McCarthy, of course, had done his best. He had spent years raising money for his party. He had muzzled his feeble impulse to stand up to Donald Trump after the January 6 riot. He turned on his former ally Liz Cheney to kick her out of the party. Cheney’s experience has shown that taking a stand has a political cost. McCarthy’s experience may soon show that refusal to take a stand is, too.
McCarthy had made so many concessions to his party’s Freedom Caucus that he made sure the presidency was a step above a token post, with little ability to set an agenda or use anyone for him. promote.
Surely, he had imagined, all these gestures of reconciliation would suffice. But the evidence so far is that they have simply reinforced the image of opponents – and apparently some supporters – that he is a politician with no real convictions, with little ability to inspire fear or respect.
Congressional leadership requires carrots or sticks. For the opponents, McCarthy had neither what they wanted nor what they feared. Who has these things? In a telltale sign of the times, Representative Guy Reschenthaler, who wants to join McCarthy’s leadership team as chief deputy whip, said the answer could be right-wing commentators“We’ll see what happens as Tucker [Carlson] and Sean Hannity and Ben Shapiro start beating those guys. Maybe that will move him.
Help with fundraising? A born publicity hound as Rep. Matt Gaetz (R-Fla.) can easily raise money on his own and is not worried about falling out of favor with the party leadership as he has had many such favors in the early days. What about budget packages to show voters at home that their congressman really has influence? A sincere ideologue like Rep. Chip Roy (R-Tex.) doesn’t care about those things. He thought McCarthy wasn’t a true conservative in 2015, and he hasn’t changed his mind in 2023.

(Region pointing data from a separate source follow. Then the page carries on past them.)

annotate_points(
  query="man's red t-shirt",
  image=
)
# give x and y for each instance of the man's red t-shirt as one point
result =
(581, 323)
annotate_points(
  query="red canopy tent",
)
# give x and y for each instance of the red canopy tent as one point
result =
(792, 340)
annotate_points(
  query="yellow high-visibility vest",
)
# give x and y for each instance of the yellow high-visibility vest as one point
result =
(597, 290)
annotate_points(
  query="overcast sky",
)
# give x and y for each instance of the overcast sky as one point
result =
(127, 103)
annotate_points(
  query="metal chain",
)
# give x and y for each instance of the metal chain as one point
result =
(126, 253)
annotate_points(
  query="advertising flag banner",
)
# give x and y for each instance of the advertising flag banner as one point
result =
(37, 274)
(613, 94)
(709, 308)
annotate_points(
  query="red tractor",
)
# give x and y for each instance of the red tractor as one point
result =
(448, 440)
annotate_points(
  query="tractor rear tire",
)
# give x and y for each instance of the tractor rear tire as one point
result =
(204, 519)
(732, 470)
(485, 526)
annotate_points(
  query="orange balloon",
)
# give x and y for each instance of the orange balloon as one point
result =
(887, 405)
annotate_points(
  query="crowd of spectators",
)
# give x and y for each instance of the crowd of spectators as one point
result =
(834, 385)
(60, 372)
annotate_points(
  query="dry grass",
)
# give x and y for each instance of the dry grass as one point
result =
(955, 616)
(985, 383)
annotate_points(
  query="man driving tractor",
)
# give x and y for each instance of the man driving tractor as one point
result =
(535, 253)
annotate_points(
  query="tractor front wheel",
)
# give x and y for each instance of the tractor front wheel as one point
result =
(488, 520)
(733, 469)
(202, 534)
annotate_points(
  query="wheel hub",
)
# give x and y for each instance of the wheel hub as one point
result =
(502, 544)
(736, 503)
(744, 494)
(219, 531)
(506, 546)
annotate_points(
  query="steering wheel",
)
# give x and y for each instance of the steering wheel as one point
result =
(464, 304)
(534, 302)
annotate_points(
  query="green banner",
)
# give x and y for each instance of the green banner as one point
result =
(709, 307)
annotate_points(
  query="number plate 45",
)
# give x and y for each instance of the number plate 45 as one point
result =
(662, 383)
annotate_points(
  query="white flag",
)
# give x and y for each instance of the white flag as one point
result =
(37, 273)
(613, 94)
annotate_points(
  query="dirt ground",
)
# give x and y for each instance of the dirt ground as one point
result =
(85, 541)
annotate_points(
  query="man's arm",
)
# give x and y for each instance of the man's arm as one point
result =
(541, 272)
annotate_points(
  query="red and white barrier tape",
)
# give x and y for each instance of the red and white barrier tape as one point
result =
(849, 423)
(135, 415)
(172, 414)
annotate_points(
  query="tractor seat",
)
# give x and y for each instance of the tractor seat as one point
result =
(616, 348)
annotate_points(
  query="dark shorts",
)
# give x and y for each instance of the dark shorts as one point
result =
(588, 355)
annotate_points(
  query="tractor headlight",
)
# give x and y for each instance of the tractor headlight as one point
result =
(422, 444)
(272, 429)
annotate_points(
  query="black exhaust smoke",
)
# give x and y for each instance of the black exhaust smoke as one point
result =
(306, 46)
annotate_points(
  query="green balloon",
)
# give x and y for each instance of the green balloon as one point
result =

Gaetz and Roy are, in fact, good windows into the composite nature of the anti-McCarthy coalition. Part of this is caused by disruption in itself – partisan conflict and playing the angrier faction of the Republican mafia generates more media attention and interest than serious coalition-building work and governance.
A Republican House said my colleague Olivia Beavers: “I like shit shows and this is a shit show to watch.” Another wing of GOP dissidents is so driven by a sincere anti-government belief that it will never get around to supporting someone it sees as a dealmaker.
But if it’s McCarthy’s opposition, what about his support? He ran in part on attributes — his fundraising prowess, his compliant manner with GOP colleagues — that would be entirely relevant to a position as the head of the Republican National Congressional Committee, dedicated to helping win the election. One thing he didn’t check: anything close to a big idea about governance.
This makes McCarthy’s candidacy different from the candidacy that brought Newt Gingrich and his team of “revolutionaries” to power a generation ago after the 1994 election. Nor is McCarthy committed to such a thing as sunny conservatism. who evangelized Paul Ryan on Paul Ryan’s behalf, though he could do little about it in his four years as a speaker from 2015.
McCarthy’s misadventures show that a purely transactional approach to political power has natural limits. They also show that a contemptuous approach to politics has so far not reached its limits.